Tres años después y con la relación estabilizada ya en una adorable rutina, Mía y un servidor comprendimos que era el momento de agitar un poco nuestra existencia (si tuviéramos lo que los modernos llaman un coach, diríamos que decidimos salir de la zona de confort): había llegado el momento de tener un hermano. ¿Las razones? Básicamente las que todo el mundo había expuesto desde el inicio: Mía pasaba mucho tiempo sola en casa y así estaría acompañada y haría más ejercicio (porque sí, está un poco rellenita).
Quería un macho –las veterinarias a las que consulté me dijeron que era mejor- y quería que fuera un cachorro –también señalaron que la aceptación sería más fácil-. Obviamente quería que fuera adoptado (no compres, adopta). Así que empecé un proceso totalmente desconocido: el de la búsqueda activa de un gato (recuerdo que a Mía me la colocaron). Recurrí, por supuesto, a mi amiga Bárbara, que fue quien trajo a casa a Mía y que es una colocadora de gatos con el sello oficial de la colocación internacional de gatos.
No voy a extenderme sobre el tema, porque desconozco el detalle de cómo funciona, pero he de decir que fue muy (pero muy) complicado conseguir un gato de una asociación. Tras muchas vueltas y través de mi amiga Lucía, conseguí uno de la asociación Apama, de Almuñecar (Granada). Mi única preocupación es que estuviera sano y que fuera bueno y cariñoso. Lo primero se puede testar. Lo segundo, con los gatos, es una lotería.
Atún -así se llama- llego a casa el miércoles 19 de junio. Llegó en tren desde Granada. Fui a recogerlo a la estación de Atocha. Él venía muy tranquilo. Yo estaba bastante acongojado. Me preocupaba mucho su felicidad y tranquilidad, pero más la de Mía.
Como buen hipocondriaco, había preguntado a todas las veterinarias que conozco sobre la mejor forma de juntarlos. Y surgió un problema: unas me decían que hiciera una presentación gradual, de tal manera que se pudieran ir adaptando poco a poco el uno a la otra. Otras, por el contrario, me decían que lo soltara el primer día y que ya vería cómo se apañaban perfectamente. ¿Solución? Tiré por la calle de en medio.
Cuando llegué, dejé a Atún en su transportín en medio del salón. Mía lo miraba como diciendo: ¿quién es este? Pero no gruñía ni bufaba. Atún miraba a todos lados preguntándose: ¿quiénes son estos? Pero ni tan siquiera maullaba. Vamos bien, pensé. Al ir a recoger a Atún para llevarlo a la habitación, Mía soltó un bufido. No vamos tan bien, pensé.

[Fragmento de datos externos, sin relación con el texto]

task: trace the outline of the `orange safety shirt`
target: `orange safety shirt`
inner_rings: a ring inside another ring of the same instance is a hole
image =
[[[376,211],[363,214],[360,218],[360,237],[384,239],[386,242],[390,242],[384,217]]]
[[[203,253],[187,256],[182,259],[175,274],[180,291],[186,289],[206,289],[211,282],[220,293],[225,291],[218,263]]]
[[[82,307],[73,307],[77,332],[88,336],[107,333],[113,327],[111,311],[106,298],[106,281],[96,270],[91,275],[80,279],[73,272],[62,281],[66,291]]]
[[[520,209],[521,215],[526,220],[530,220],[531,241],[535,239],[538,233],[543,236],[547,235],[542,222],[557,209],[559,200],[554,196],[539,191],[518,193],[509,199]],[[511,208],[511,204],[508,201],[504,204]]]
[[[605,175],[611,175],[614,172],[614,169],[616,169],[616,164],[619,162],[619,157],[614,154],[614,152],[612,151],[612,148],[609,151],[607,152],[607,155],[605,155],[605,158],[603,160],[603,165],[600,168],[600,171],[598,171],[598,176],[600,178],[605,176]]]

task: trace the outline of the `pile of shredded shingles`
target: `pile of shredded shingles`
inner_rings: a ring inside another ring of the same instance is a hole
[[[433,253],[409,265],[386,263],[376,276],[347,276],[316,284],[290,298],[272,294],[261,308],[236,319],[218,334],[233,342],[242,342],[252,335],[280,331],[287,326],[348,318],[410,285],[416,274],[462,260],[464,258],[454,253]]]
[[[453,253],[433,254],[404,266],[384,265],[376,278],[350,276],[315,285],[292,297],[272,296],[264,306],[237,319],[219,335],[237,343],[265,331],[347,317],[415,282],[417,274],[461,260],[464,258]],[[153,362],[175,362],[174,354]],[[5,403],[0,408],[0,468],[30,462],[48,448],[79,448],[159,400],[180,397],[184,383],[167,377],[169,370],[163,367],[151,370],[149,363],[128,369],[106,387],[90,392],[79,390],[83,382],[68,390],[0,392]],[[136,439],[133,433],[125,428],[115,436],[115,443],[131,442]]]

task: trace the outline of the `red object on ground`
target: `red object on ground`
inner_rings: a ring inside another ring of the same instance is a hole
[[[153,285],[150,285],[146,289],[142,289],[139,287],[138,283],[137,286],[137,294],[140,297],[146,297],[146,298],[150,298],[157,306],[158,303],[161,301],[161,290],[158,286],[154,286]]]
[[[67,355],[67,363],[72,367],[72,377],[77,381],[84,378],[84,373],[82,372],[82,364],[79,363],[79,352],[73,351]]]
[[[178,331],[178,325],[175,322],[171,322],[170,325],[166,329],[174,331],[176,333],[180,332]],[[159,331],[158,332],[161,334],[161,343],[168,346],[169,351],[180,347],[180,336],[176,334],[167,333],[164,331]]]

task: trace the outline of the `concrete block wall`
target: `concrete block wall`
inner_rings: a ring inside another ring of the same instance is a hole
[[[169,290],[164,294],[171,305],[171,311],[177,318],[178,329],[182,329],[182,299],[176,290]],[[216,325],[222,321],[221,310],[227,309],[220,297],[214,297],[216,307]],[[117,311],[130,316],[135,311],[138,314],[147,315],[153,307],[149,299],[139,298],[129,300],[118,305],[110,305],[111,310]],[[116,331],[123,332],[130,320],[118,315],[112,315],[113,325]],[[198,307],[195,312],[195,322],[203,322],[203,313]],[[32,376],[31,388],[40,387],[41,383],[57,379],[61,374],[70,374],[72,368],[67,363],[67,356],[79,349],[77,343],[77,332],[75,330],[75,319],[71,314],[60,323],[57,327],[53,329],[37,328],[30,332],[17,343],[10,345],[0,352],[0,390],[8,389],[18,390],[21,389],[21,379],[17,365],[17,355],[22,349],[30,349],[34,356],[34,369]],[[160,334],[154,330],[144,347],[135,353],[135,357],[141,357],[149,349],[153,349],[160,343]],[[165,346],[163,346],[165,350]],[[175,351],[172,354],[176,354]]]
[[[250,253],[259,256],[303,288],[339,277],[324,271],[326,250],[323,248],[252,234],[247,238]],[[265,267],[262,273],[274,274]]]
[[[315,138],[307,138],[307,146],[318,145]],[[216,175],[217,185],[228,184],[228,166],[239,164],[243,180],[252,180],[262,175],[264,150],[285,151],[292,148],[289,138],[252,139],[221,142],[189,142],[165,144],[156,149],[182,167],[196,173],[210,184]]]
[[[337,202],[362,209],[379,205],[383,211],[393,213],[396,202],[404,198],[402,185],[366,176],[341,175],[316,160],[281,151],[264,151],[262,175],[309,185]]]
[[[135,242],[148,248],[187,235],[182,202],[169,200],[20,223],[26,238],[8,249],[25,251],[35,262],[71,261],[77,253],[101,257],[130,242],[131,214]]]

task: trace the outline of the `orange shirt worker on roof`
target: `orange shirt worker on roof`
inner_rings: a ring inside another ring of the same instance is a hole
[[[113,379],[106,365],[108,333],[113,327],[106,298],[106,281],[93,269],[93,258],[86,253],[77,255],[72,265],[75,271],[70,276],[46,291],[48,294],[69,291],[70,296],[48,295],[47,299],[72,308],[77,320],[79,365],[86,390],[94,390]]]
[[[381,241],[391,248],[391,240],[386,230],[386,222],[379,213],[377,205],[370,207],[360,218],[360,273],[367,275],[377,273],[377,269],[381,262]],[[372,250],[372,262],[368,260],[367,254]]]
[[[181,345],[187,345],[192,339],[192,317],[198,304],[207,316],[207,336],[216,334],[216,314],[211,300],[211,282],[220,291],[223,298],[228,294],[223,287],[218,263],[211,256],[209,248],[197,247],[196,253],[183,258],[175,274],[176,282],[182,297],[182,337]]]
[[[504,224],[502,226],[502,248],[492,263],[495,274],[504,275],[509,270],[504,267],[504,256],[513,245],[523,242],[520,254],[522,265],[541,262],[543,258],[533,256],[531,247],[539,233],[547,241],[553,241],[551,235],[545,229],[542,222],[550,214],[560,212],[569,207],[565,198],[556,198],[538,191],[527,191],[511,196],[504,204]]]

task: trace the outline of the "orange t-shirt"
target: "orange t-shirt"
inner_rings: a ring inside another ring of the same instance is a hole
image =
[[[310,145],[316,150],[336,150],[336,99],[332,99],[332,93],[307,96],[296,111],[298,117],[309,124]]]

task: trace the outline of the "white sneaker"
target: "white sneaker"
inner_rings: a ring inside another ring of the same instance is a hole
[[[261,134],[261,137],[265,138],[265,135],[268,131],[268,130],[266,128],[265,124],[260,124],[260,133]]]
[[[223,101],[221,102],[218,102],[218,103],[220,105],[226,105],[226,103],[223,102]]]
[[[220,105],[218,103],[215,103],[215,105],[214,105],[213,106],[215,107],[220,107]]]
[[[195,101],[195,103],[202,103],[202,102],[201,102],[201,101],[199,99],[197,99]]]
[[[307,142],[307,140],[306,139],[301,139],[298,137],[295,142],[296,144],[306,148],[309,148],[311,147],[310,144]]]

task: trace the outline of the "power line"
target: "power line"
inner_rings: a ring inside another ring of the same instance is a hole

Dejé a Atún en la habitación, con su arenero, su comedero, su bebedero y sus juguetes. Los juguetes eran todos de Mía, claro, pero a él no parecía importarle. Agradezco enormemente todos los consejos que recibí a través del perfil de Instagram de Mía. He de decir que la comunidad gatuna es muy solidaria y empática.
La primera noche, Mía hizo como si la habitación no existiera. Tal vez pensaba: “Si me concentro mucho, ese gato enano que acabo de ver desaparecerá”. Por la mañana, cuando me vio entrar en la habitación, la cosa cambió. Atisbó a Atún desde lejos y se puso a gruñir y a bufar. He de decir que a Atún estas cosas parecían importarle bastante poco. Cada vez que entraba en la habitación él estaba repantigado encima de la cama, encantado de la vida.
La segunda noche fue un drama. Mía se dedicaba a bufar y gruñir al lado de la puerta. Cada vez que salía de la habitación, me la encontraba allí, puesta por el Ayuntamiento, con cara de juez, preguntándome cuánto iba a durar la broma y lanzándome mensajes subliminales sobre la inutilidad de tener otro gato en casa. Me daba mucha rabia. Pensaba que me había equivocado y que le estaba destrozando la vida a mi gata. (Así, en plan melodramático).
El tercer día cambió todo. Atún empezó a sacar sus patitas por debajo de la puerta. Era una escena muy tierna. Mía se acercaba y hacía ese gesto tan característico de los gatos de acercar la zarpa con un leve arqueo, desde arriba, para tocar algo y separarse inmediatamente. No quería trepanarlo, quería tocarlo. Envié el vídeo a Vero, mi tele-veterinaria y su respuesta me llenó de optimismo: “¡Eso va muy bien!”.
Al cuarto día comprobé que Mía ya no bufaba cuando le daba a oler juguetes de Atún, así que me decidí a dejarlo a ratos en el salón dentro del transportín. Mía lo miraba con curiosidad y bufaba más bien poco. Atún, eso sí, no callaba. Tenía ganas de salir de allí.
A todo esto mis amigos –todos ellos expertos en gatos, por supuesto- debatían sobre la mejor forma de hacer la presentación. Ojo, spoiler: tenían razón los que decían que no iba a pasar nada si se juntaban.
El quinto día me levanté de mal humor. Oí maullar a Atún y pensé “¿qué demonios?” (en realidad pensé “¿qué cojones?”, pero eso no lo puedo decir aquí). Fui a la habitación, abrí la puerta y lo dejé libre. Salió como cuando los toros salen de los toriles: a la carrera. Mía huyó despavorida al ver aquel ser diminuto que corría hacia ella con aquella pasión.
Pero no pasó nada. Hubo un par de bufidos y algún gruñido. Nada más. Mía se tumbó y dejó que Atún se le subiera encima. Atún debió de pensar que aquello era jauja y se pasó 15 minutos dándole la matraca a la pobre Mía, que lo solucionó con un sopapo.
Y desde entonces están juntos. Se llevan bastante bien. Mía intenta lamer a Atún, pero solo lo consigue cuando este está profundamente dormido. Porque Atún, además de un cachorro, es un culo inquieto. Siempre está saltando sobre Mía y ella tampoco es que quiera jugar todo el rato. Que tiene tres años y muchas cosas que hacer. De hecho, cuando quiere descansar, se sube a los sitios a los que Atún no llega. Nunca la había visto dormir la siesta en el fregadero…
A veces me mira. Creo que me está diciendo algo así como "¿te acuerdas de cuando decíamos que en nuestra casa no entraba otro gato?". Y sí, claro que me acuerdo. También me acuerdo de muchas cosas cuando se ponen a hacer carreras por la casa de madrugada. Pero rápidamente me acuerdo de que precisamente ese era el motivo de adoptar un hermano para Mía.